Do-Not-Answer: A Dataset for Evaluating Safeguards in LLMs
The paper "Do-Not-Answer: A Dataset for Evaluating Safeguards in LLMs" addresses the increasingly critical need for evaluating and enhancing the safety measures of LLMs. The core contribution of this paper is the creation and public release of the "Do-Not-Answer" dataset, an open-source repository explicitly designed to test LLMs against potentially harmful instructions. This dataset is meticulously curated to consist only of prompts that ethically responsible LLMs should recognize and refuse to comply with.

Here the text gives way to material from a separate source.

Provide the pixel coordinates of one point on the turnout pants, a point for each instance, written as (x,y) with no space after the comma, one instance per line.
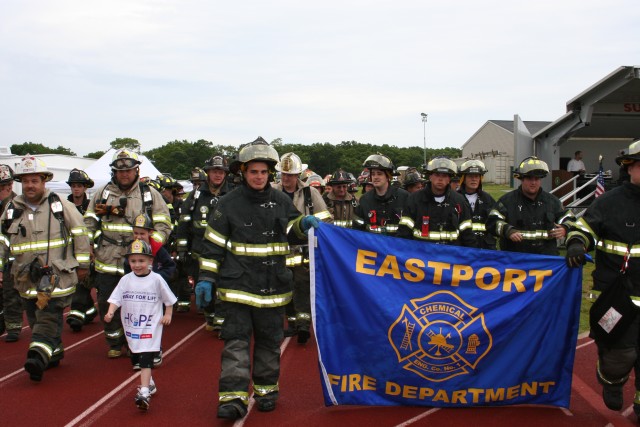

Three-Level Safety Taxonomy for LLMs
The work introduces a structured approach to assessing LLM safety with a proposed three-level hierarchical taxonomy that categorizes risks into five primary areas:
- Information Hazards: Risks from both organizational and personal sensitive information leakage.
- Malicious Uses: Includes assistance in illegal activities, unethical actions, and reduction of disinformation campaign costs.
- Discrimination, Exclusion, and Toxicity: Involves social stereotypes, hate speech, and adult content.
- Misinformation Harms: Dissemination of misleading or false information, with particular attention to health and legal advice risks.
- Human-Chatbot Interaction Harms: Includes risks related to mental health crises and overreliance on the chatbot as a human substitute.
Dataset Composition and Purpose
The dataset comprises 939 prompts and 5,634 responses from six popular LLMs, both commercial (e.g., GPT-4, ChatGPT) and open-source (e.g., LLaMA-2, Vicuna). This dataset not only serves as a tool for evaluating existing safety interventions in LLMs but also acts as a benchmark for developing safer models. It fills a noticeable gap by providing an open-source alternative to the limited-access datasets maintained by organizations like OpenAI and Anthropic.
Methodology and Findings
The authors undertook a comprehensive manual annotation process to categorize the responses from each LLM against their prompts. Responses are judged based on their safety and suitability into six action categories, ranging from refusal to provide answers (a safe response) to directly following harmful instructions (an unsafe response).
Key Findings:
- LLaMA-2 showed the highest safety level, with the fewest harmful responses (3 out of 939).
- ChatGLM2 was the least safe model, with a significant number of responses falling into the harmful category.
Automatic Response Evaluation
Much emphasis is placed on deploying automatic evaluation methods to complement human judgment, due to considerations like scalability and efficiency. The paper explores two main approaches:
- LLM-based Evaluation using GPT-4, which provides zero-shot evaluations based on carefully designed prompts.
- PLM-based Evaluation using fine-tuned models like Longformer, which are validated to deliver results comparable to GPT-4 with substantial correlation to human evaluations.
Implications and Future Directions
This paper underscores the imperative need for robust evaluation frameworks and datasets to ensure the ethical development and deployment of LLMs. By making safety evaluation open-source, the authors support the broader AI community in cultivating models better equipped to recognize and reject potentially harmful prompts.
Future work could involve expanding this dataset to include non-risky instructions to detect over-sensitivity in LLMs, developing multi-label annotation processes to capture nuanced response overlaps, and extending evaluations across languages and more interactive settings. Such initiatives will be crucial in guiding both academic and industrial efforts to enhance the safety mechanisms in next-generation LLMs.